We then switch to Yoriko, as she seems to have met the mysterious man again in front of a painting store. He’s talking about eternal life. At first he seems a bit weird, but Yoriko is doubting whether to trust him or not. Sekiguchi and Enokizu then pop up. They don’t get much out of her, and she just leaves them to meet up with the mysterious man again. He invites her then in a room full of boxes… and the rest is left up to our imagination…
So the culprit is finally identified, it was indeed the mysterious man. The question now of course is where this guy ties in with the box maker and Kanako. Is he a member of the cult, and if he did push Kanako off the tracks as Yoriko said, then what did he want to accomplish with that? How did he get her out of the research institute?

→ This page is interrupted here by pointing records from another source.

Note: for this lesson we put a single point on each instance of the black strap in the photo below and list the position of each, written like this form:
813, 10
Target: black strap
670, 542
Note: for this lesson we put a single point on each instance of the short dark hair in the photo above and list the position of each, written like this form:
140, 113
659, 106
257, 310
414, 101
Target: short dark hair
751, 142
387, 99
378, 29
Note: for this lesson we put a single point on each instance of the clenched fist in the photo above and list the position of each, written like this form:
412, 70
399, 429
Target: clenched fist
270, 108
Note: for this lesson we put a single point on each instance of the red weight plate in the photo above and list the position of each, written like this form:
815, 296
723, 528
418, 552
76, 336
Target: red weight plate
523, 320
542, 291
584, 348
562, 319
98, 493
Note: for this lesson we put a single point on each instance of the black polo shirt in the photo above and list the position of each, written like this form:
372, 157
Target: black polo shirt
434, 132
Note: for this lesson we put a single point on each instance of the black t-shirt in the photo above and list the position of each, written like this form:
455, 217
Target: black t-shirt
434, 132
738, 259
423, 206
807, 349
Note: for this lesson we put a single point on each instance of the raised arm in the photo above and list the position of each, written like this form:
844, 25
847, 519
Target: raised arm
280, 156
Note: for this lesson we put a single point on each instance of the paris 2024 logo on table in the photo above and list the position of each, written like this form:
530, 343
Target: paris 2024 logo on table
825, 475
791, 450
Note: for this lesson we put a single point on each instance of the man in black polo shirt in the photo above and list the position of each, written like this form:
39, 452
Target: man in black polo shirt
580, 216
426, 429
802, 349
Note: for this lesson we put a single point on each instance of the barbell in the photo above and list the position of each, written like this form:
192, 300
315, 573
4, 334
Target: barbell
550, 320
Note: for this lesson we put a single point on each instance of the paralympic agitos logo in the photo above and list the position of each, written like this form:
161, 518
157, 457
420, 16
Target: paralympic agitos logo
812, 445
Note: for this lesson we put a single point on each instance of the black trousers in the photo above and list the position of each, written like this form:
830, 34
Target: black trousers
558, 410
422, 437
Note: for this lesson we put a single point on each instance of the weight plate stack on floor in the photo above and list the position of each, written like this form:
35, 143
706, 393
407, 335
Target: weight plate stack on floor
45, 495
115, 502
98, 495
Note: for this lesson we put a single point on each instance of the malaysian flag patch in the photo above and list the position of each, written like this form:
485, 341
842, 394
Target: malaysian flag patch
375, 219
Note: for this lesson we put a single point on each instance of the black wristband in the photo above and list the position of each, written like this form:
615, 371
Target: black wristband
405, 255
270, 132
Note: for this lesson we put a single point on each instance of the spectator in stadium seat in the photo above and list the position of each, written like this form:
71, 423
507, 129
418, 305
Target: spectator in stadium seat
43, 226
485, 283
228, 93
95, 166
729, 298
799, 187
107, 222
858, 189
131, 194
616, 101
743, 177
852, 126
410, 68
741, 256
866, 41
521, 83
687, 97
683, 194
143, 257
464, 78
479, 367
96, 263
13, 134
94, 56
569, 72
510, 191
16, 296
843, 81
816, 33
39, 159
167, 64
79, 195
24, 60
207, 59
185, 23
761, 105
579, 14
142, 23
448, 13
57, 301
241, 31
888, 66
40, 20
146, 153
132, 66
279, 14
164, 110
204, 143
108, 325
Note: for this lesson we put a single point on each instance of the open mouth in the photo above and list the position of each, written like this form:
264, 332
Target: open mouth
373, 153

I also have to say that I’m surprised that more and more anime are willing to use the Second World War as one of their themes. Last season, it was Nijuu Mensou no Musume; and okay, even though that one went wrong a bit, it’s good to see that some Japanese are willing to write stories about their darker parts in history. In the same way, you can see a lot of American-made games that do take place in this second world war, just as a lot of Dutch stories take place in our Golden Age, and you never get to hear anything about what “we” did in Indonesia. While an anime about Pearl Harbour is of course never going to happen, it’s good to see that there are at least some attempts to point at it.
The animation was a bit strange at times in this episode, but thankfully it was only the smoothness that suffered. The vivid expressions that make this series’ characters come to life are fortunately still there.
You’re sailing in dangerous waters by casually dropping a comment like “While an anime about Pearl Harbour is of course never going to happen[…]”. First of all it’s overly “presumptive” and second I don’t get what you’re trying to say anyway. The events summed up as “Pearl Harbour” are rather something to be held against the USA. It also shows that you haven’t watched LOGH yet. Ignoring the information that Perl Harbour was to be attacked and sacrifying it as an execuse to nuke Nagasaki and Hiroshima is addressed in LOGH where a similar event takes place albeit with a twist. Works by Leiji Matsumoto refer to WW2 in obvious but also twisted ways. “The Cockpit” is his most direct approach. One episode covers the kamikaze attacks on Perl Harbour.
Actually I prefer that anime doesn’t (ab)use WW2 as background for entertainment. Most Hollywood movies give the impression of being authentic when they are really nothing but entertainment and to this day they are usually painfully single-sided and almost qualify as propaganda. Today the US military uses WW2 as a tool to justify their war mongering to naive people and recruit young people.
Actually, Anime makes references to WW2 more frequently than some might think. Granted it usually revolves around the atomic bomb in a slightly disguised form. A lot of anime has an anti-war spirit much more than so-called anti-war movies from Hollywood which are usually only a statement against war if you expect it to be. In anime its often shown that the motivation for war and fighting is quite questionable in the first place, driven by unscrupulous political and economic interests disguised by a layer of ethical pseudo-reasons.
Hollywood only realizes that war kills people.
If you really expect some self-critical approach of WW2 in the Japanese context, it would have to be about what they did in China. You can see how difficult that is when you look at their relationship to the USA compared to the status-quo concerning China.
I quite don’t understand Yoriko motives here,so she choose to go with the murderer willingly?
To be killed next?
Where’s the logic in this,hearing few frazes about eternal life and she is hooked up with that mysterious man even if she knows she pushed Kanako.
She is really dumb.
Aznan: here’s the thing: she doesn’t think that Kanako has been killed. Instead, she simply believes that she ascended to the next world. If the killer promises the same thing to her, how can she refuse if she still has the same beliefs that Kanako taught her?